Suitors Wanted a Lyft
…But didn’t want to drop $9 billion. On Friday, GM expressed an interest to buy out ride-hailing giant Lyft as an attempt to leverage its current equity in Lyft. The purpose? Creating a network of self-driving cars, of course. Naturally, Lyft placed a $9 billion dollar price tag on itself and strutted its stuff at Alphabet, Amazon, Microsoft, and Apple—but no dice. Analysts see this as one of the few options left for Lyft, with Uber concentrating all efforts in the US and an IPO on the horizon.
Viacom Lost the Battle
…But won the war. The $40 billion dollar empire was able to successfully part ways with CEO Philippe Dauman with settlement worth $72 million. This ends Dauman’s 10-year reign as CEO, and officially brings Viacom’s Chief Operating Officer Thomas Dooley up to bat—on a temporary basis, at least. But what do the shareholders think? Shares have tanked over 50% in the last two years with Dauman under center, and have soared 40% since Dauman was ousted from the Viacom trust in May. You decide.

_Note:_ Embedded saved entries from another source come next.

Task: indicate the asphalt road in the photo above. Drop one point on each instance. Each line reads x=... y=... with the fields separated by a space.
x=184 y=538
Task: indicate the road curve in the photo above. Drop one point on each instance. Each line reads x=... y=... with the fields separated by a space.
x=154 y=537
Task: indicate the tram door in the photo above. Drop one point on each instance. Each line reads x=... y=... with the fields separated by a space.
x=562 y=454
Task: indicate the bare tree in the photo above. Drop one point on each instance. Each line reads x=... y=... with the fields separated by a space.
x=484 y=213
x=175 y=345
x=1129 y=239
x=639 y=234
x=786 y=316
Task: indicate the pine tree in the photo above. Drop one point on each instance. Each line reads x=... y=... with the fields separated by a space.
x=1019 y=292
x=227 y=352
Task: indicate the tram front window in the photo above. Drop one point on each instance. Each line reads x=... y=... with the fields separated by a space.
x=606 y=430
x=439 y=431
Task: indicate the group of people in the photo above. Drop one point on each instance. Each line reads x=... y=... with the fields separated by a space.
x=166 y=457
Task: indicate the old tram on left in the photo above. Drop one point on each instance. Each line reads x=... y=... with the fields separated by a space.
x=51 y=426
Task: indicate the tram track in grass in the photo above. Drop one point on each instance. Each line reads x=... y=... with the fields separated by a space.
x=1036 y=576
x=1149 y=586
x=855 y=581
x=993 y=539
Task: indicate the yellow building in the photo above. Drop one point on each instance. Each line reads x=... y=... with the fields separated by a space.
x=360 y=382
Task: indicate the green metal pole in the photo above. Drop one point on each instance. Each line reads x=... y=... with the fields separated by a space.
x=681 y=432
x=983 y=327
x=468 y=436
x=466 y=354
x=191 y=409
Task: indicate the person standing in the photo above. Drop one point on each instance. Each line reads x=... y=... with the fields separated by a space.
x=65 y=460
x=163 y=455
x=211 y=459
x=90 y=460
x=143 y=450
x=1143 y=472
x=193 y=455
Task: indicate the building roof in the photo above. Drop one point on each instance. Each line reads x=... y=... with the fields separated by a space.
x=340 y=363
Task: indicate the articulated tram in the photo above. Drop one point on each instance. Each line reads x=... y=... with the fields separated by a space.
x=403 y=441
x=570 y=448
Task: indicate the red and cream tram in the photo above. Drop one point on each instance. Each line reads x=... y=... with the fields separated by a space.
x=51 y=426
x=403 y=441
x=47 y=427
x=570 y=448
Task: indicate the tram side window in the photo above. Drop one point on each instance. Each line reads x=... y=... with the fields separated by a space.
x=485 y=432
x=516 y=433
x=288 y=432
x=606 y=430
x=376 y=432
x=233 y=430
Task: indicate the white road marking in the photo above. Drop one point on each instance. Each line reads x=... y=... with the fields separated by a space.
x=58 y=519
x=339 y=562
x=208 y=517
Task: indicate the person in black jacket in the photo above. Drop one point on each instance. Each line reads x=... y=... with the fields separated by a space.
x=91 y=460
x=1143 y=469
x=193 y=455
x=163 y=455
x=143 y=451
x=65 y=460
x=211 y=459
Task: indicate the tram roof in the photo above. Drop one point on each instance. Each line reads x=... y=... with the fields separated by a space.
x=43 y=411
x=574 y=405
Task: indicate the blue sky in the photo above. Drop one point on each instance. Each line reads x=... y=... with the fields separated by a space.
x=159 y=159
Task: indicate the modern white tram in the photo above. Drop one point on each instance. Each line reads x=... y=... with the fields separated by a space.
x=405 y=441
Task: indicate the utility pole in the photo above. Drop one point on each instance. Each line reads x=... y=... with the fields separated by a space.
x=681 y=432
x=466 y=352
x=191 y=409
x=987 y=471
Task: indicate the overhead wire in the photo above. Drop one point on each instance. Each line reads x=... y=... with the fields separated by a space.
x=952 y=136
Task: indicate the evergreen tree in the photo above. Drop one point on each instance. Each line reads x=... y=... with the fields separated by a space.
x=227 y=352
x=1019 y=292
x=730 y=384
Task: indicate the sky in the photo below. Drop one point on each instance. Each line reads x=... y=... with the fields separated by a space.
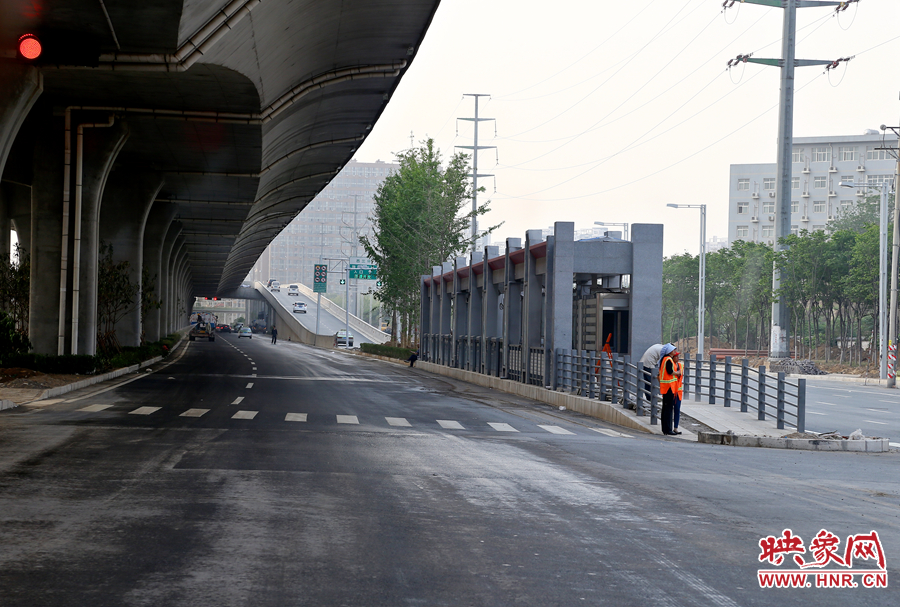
x=608 y=111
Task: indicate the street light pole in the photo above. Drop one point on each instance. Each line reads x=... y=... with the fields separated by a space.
x=701 y=312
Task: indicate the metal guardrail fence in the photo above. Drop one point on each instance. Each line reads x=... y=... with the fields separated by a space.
x=617 y=380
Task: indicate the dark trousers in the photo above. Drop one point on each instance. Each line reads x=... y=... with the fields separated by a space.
x=668 y=408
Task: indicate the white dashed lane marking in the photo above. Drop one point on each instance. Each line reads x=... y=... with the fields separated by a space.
x=194 y=413
x=612 y=433
x=144 y=410
x=555 y=429
x=450 y=425
x=500 y=427
x=95 y=408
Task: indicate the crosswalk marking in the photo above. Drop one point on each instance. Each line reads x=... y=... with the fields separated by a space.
x=144 y=410
x=499 y=427
x=450 y=425
x=612 y=433
x=194 y=413
x=555 y=429
x=398 y=421
x=95 y=408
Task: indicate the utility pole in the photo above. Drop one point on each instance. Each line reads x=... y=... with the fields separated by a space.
x=780 y=344
x=474 y=174
x=895 y=261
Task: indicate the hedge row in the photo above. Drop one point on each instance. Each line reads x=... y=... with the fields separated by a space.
x=84 y=364
x=384 y=350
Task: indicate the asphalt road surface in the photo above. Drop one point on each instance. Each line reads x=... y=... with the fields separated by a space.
x=844 y=407
x=246 y=473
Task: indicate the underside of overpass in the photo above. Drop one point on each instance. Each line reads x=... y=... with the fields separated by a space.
x=184 y=133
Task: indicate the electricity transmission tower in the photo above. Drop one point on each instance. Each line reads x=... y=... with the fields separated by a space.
x=474 y=174
x=779 y=344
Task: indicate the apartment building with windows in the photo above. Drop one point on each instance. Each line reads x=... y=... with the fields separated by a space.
x=819 y=165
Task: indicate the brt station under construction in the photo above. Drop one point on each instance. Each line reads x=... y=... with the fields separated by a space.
x=514 y=315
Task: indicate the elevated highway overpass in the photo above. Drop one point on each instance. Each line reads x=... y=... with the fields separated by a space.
x=184 y=134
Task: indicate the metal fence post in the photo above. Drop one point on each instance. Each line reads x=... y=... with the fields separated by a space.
x=639 y=389
x=779 y=402
x=745 y=384
x=761 y=403
x=697 y=372
x=615 y=384
x=727 y=381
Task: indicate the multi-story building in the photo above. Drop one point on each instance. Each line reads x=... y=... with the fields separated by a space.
x=328 y=228
x=819 y=165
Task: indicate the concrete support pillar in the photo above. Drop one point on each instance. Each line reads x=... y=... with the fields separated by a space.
x=101 y=146
x=22 y=85
x=559 y=299
x=126 y=205
x=15 y=202
x=512 y=302
x=155 y=233
x=446 y=310
x=46 y=242
x=532 y=303
x=645 y=319
x=165 y=276
x=473 y=322
x=460 y=299
x=490 y=312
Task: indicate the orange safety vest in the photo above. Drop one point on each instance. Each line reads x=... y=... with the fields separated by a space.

- Employees sue Morgan Stanley over 401(k) plans
- The best deals from Best Buy’s 50th anniversary sale
- Apple and Google join ‘strike force’ to crack down on robocalls
- Tesla creates two-year lease option for Model S and X
- Monday: Chicago Fed National Activity Index
- Tuesday: Bank of Montreal, Best Buy, J.M. Smucker Earnings; New Home Sales
- Wednesday: Royal Bank of Canada, HP Inc. Earnings; Existing Home Sales
- Thursday: Dollar General, Dollar Tree, Tiffany, Gamestop Earnings; Durable Goods Orders; Weekly Jobless Claims; Monetary Policy Symposium Begins
- Friday: U.S. Q2 GDP (2nd Estimate); Consumer Sentiment; International Trade; Monetary Policy Symposium Ends
RIO OLYMPICS: GREAT FOR THE U.S., NOT FOR NBC
American athletes had quite the Rio Olympics: the U.S. racked up the most medals (121) for a single country since 1988. On the other hand, NBC, which paid $12 billion for exclusive Olympics broadcast rights through 2032, isn’t feeling the vibes:
- Let’s cut to the chase: primetime viewership was down 17% compared to the 2012 London games. And in the coveted 18-to-49-year-old demographic, viewership was down an even more troubling 25%.
- Just how bad was it? Put it this way: because TV ratings were so low, NBC had to give some advertisers free commercial time to ensure they reached a big enough total audience.
- So why the ratings dip? It could be because viewers are increasingly watching the Olympics through means other than the old-school primetime broadcasts. And here NBC can claim victory: viewers on the NBC Sports app and NBCOlympics.com increased 24% from London, and its partnership with Snapchat has been a resounding success.
- In fact, internet ads garnered 50% higher ad rates than traditional TV because of web viewers’ more favorable demographics (translation: they’re younger). But NBC shouldn’t pop the champagne yet: 98% of Olympic watchers are still watching on traditional TV. The countdown to PyeongChang is officially on: let’s see what NBC’s got left in the tank.
INTERVIEW QUESTION OF THE DAY
Using only a four minute and a seven minute hourglass, how would you measure exactly nine minutes? (Answer)
BUSINESS PERSON OF THE DAY
Urjit Patel – On Saturday, the Indian government named Patel as the new governor of the Reserve Bank of India. In the past, Patel ran the central bank’s monetary policy department and is credited with taming inflation and tackling India’s mountain of soured bank loans.
FOOD FOR THOUGHT
Mark Zuckerberg sold approximately 768,000 shares of Facebook stock in August, worth more than $95 million. Zuckerberg recently promised to give away or spend 99% of his wealth on companies and initiatives that focus on “personalized learning, curing disease, connecting people and building strong communities.”